Mostrando postagens com marcador sem crise. Mostrar todas as postagens
Mostrando postagens com marcador sem crise. Mostrar todas as postagens

quarta-feira, 11 de junho de 2014

Rumo a recuperação - 8 meses sem crise.

Há oito meses que não uso os comportamentos do transtorno alimentar como fuga para minha vida.  Me sinto feliz com isso e, agora, posso dizer com segurança que não pretendo voltar aos velhos hábitos. Estar livre da bulimia tem sido para mim uma conquista. A busca por essa liberdade exigiu, sim, muito trabalho interno, coragem e humildade. Tive que lidar com várias dores, limpar feridas, e enxergar um lado meu que eu não queria. Fui conquistando lentamente o afastamento de tais comportamentos.

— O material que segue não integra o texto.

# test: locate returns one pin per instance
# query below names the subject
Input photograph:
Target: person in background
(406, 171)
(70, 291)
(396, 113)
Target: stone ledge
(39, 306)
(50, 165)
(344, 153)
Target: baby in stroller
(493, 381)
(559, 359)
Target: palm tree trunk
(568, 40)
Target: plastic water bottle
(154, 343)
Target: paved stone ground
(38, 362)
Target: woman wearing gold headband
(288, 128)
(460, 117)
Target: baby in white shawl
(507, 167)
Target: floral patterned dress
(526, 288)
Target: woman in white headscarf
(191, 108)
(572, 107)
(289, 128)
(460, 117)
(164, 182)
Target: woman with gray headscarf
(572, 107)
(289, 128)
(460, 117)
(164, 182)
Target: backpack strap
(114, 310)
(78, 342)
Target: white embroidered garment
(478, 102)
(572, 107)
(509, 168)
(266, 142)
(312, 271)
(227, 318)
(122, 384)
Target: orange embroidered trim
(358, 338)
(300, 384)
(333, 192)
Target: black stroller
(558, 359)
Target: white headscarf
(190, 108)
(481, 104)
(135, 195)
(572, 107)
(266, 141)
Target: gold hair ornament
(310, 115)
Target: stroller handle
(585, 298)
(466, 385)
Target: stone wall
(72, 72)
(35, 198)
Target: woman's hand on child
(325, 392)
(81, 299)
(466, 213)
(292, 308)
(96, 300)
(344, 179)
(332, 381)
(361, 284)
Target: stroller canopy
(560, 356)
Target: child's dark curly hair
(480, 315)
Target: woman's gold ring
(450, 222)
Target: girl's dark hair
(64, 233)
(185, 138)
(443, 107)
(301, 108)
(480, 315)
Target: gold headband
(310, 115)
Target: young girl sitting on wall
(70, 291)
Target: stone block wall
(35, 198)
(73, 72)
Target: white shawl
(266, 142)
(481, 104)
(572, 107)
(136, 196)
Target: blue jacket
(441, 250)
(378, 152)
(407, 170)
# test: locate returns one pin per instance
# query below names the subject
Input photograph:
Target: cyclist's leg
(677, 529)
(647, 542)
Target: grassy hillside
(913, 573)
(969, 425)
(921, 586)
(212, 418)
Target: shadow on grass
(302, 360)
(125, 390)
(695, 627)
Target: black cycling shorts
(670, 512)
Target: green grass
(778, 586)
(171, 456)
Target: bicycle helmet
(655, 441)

No meio do caminho, me deparei com fragilidades e tive que aprender a aceita-las (ainda trabalhando esse aspecto). Percebi como o mundo do transtorno alimentar me afastava da realidade e da minha verdade. Não, nunca foi sobre ser ou não gorda. Esse medo de engordar sempre foi uma fuga para que eu não enxergasse o que verdadeiramente poderia estar me incomodando. O medo de enfrentar a verdade é o que me prendia no transtorno alimentar. Coragem para enfrentar dores do passado e limitações do presente foi o que precisei (e ainda preciso em vários aspectos) para sair da bulimia.

Hoje me sinto distante do transtorno alimentar. Não consigo ver lógica para aquilo que eu fazia. Analiso minha vida e sei o quanto tais comportamento eram arraigados ao meu dia a dia e como eu considerava a doença parte de mim. Hoje não vejo a bulimia nada perto de mim, não sinto mais impulsos para retornar aos velhos hábitos. No entanto, ainda percebo como os sentimentos que me levaram a desenvolver a bulimia ainda mexem bastante comigo. E estou aprendendo a lidar com cada um desses sentimentos.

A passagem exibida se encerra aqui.